La portée & les closures
Premier pilier : où vivent les variables (la portée) et comment une fonction « se souvient » de son environnement (la closure).
Le troisième chapitre de Get Started creuse les racines de JavaScript : les mécanismes de bas niveau qui sous-tendent presque chaque ligne que nous écrivons. Le premier de ces piliers est aussi le plus discret, au point qu'on l'utilise tous les jours sans le nommer. La portée (scope) décide où une variable existe et reste accessible. La fermeture (closure), sa conséquence directe, explique comment une fonction continue de « se souvenir » de variables même longtemps après que le code qui les a créées a fini de s'exécuter.
Kyle Simpson le formule sans détour : la closure est l'un des mécanismes les plus répandus de la programmation, peut-être aussi fondamental que les variables ou les boucles. Pourtant elle semble cachée, presque magique, et on en parle souvent en termes trop abstraits ou trop vagues pour qu'on en saisisse l'essence. L'objectif de ce chapitre est de la rendre concrète, parce que sa présence — ou son absence — est parfois la cause directe d'un bug ou d'un problème de performance.
La portée : où vivent les variables
La portée (scope) est la région d'un programme où une variable est accessible. Ce n'est pas un détail d'organisation : c'est l'ensemble des règles qui contrôlent comment une référence à une variable est résolue. Chaque fois que le moteur rencontre un nom comme count, il doit décider de quelle variable il s'agit, et c'est la portée qui tranche.
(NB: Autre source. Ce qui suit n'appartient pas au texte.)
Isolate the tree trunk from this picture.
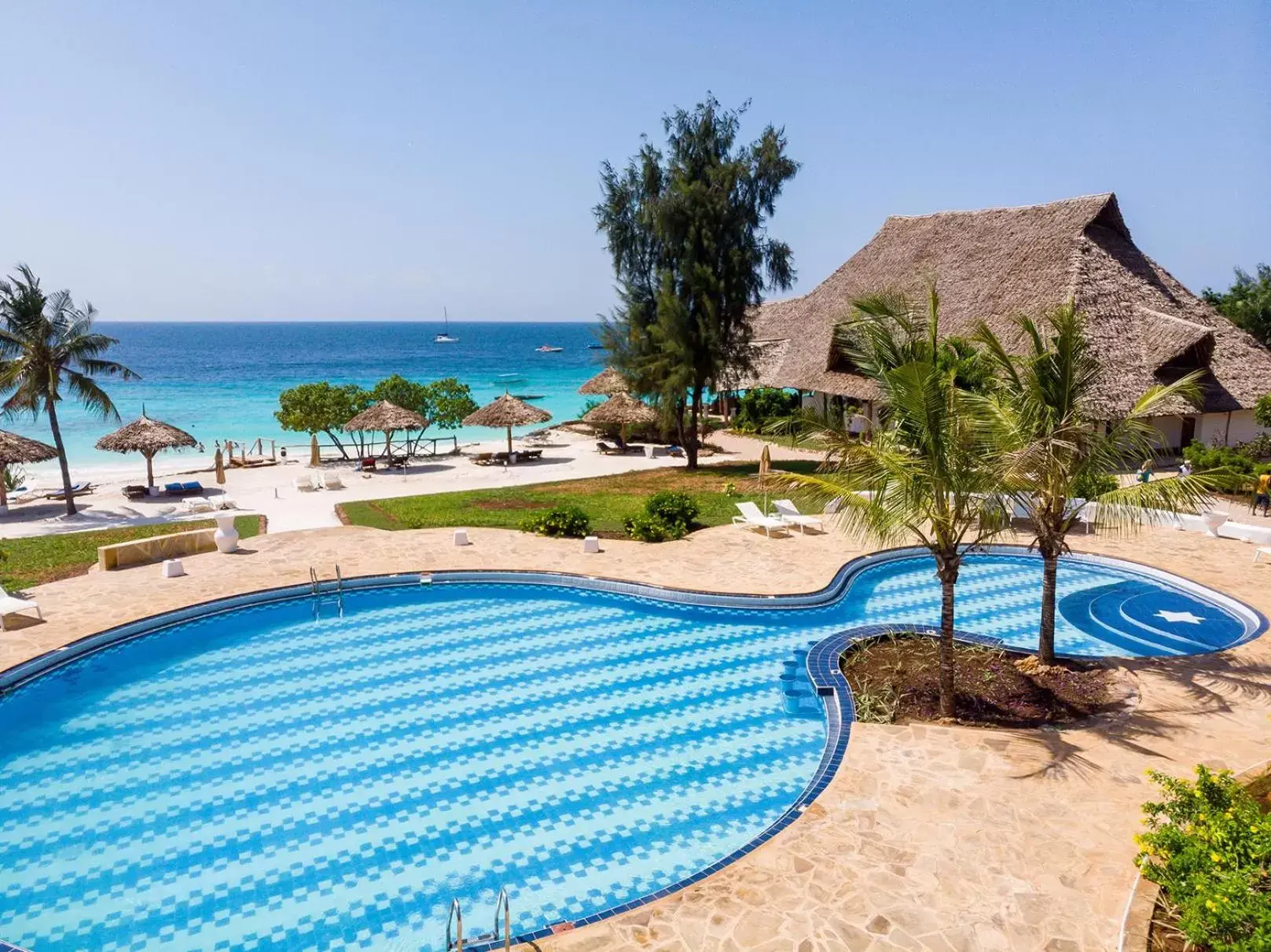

Le point capital, sur lequel Simpson revient dans tout le Book 2, est que la portée de JavaScript est lexicale (lexical scope). « Lexicale » signifie qu'elle est déterminée par l'emplacement du code, là où vous écrivez vos fonctions et vos blocs, et non par la manière dont le programme s'exécute à un instant donné. La portée est donc fixée tôt, à la « compilation », avant même que le premier appel ait lieu.
Note
La portée est statique : c'est un ensemble fixe de variables, disponibles au moment et à l'endroit où vous définissez une fonction. C'est ce qui l'oppose au this, dont la valeur est dynamique et dépend de la façon dont la fonction est appelée. Confondre les deux est l'une des grandes sources d'erreurs en JS.
Des portées imbriquées
Chaque fonction crée sa propre portée. Et comme on écrit des fonctions à l'intérieur d'autres fonctions (ou de blocs), ces portées s'imbriquent les unes dans les autres, comme des poupées russes. Une fonction interne peut accéder aux variables de sa portée, mais aussi à celles de toutes les portées qui l'englobent.
var marque = "globale";
function exterieure() {
var milieu = "exterieure";
function interieure() {
var local = "interieure";
// La fonction interne voit les trois.
console.log(local, milieu, marque);
}
interieure(); // interieure exterieure globale
}
exterieure(); La résolution d'un nom se fait toujours de l'intérieur vers l'extérieur. Quand interieure lit milieu, le moteur cherche d'abord dans la portée de interieure : rien. Il remonte alors d'un cran, dans la portée de exterieure : trouvé, on s'arrête. S'il n'avait rien trouvé, il aurait continué jusqu'à la portée globale, puis aurait abandonné. La recherche s'arrête à la première correspondance, ce qui explique le phénomène d'occultation (shadowing) : une variable interne portant le même nom qu'une variable externe masque cette dernière.
La closure : se souvenir de sa portée
Voici la définition pragmatique et concrète que donne Simpson, qu'il vaut mieux mémoriser telle quelle :
La closure, c'est quand une fonction se souvient et continue d'accéder à des variables extérieures à sa portée, même lorsque cette fonction est exécutée dans une portée différente.
Deux caractéristiques découlent de cette définition. Premièrement, la closure est une propriété des fonctions. Les objets n'ont pas de closure, les fonctions oui. Deuxièmement, pour observer une closure, il faut exécuter la fonction dans une portée différente de celle où elle a été définie — typiquement la renvoyer puis l'appeler ailleurs.
Voici l'exemple canonique : une fonction-fabrique (factory) qui en renvoie une autre.
function greeting(msg) {
return function who(name) {
console.log(`${msg}, ${name}!`);
};
}
var hello = greeting("Hello");
var howdy = greeting("Howdy");
hello("Kyle"); // Hello, Kyle!
hello("Sarah"); // Hello, Sarah!
howdy("Grant"); // Howdy, Grant! Décortiquons ce qui se passe. L'appel à greeting(..) crée une instance de la fonction interne who(..) ; cette fonction se ferme sur (closes over) la variable msg, le paramètre de la portée externe. Quand who est renvoyée, sa référence est stockée dans hello. On rappelle ensuite greeting(..) une seconde fois : une nouvelle instance de who est créée, avec une nouvelle closure sur un nouveau msg, renvoyée vers howdy.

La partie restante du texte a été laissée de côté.